This course provides hands-on experience in the architecture and design of object-oriented software systems and a review of best practices for the communication of that design. Issues in the landscape of software design, including complexity, constraints, progressive discovery, and limitations in communication will be explored. Specific topics and projects will vary year by year, but generally, our discussion of software design will be understood to operate within the object-oriented paradigm. In this course, students will be organized into teams and each team will be provided with a set of (partial) requirements and will be responsible for the analysis, design, design documentation, and implementation in source code of a project that constitutes a complex software system.
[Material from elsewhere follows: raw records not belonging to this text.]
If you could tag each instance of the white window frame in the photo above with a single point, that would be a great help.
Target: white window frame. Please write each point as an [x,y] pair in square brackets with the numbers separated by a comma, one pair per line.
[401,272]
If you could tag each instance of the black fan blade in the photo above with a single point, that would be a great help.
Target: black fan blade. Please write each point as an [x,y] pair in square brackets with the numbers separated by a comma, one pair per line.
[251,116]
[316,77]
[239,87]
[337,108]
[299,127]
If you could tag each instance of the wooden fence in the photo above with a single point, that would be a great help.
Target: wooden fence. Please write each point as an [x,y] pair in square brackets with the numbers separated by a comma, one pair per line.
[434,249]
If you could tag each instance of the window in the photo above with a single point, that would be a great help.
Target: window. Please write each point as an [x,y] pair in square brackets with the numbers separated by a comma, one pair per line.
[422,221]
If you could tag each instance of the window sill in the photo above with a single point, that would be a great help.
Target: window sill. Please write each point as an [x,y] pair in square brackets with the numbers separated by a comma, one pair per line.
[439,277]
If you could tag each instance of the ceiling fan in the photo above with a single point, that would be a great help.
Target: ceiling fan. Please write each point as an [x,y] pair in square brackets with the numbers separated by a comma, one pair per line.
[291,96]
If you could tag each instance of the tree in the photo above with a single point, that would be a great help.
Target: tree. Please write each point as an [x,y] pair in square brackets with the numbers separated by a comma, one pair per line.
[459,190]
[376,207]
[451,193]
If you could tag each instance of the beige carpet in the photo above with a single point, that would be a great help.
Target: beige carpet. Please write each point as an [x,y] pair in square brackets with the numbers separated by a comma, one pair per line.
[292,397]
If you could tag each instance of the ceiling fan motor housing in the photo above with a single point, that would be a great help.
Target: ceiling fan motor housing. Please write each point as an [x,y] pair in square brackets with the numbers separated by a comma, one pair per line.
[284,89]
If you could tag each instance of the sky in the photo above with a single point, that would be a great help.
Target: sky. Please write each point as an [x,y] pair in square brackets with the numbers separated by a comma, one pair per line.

Each team of students will work through requirements analysis, expression of design using a modeling language, and implementation, and techniques and tools will be provided in order to facilitate the delivery.
The progression of design will be peer-reviewed by the student teams. While this course focuses on design and implementation of software, it does not focus on the software development process or SDLC per se. That being said, we will work within an "Agile" design and implementation framework and adopt agile approaches to lean design. One of our efforts will be to dispel the myth that design is not performed within an agile environment.
During the course and lectures, we will cover the following topics:
Why is design important, even in an agile environment?
Attributes of good design: coupling, cohesion, law of Demeter, generic solutions vs. specific solutions
What is the role of modeling in software development?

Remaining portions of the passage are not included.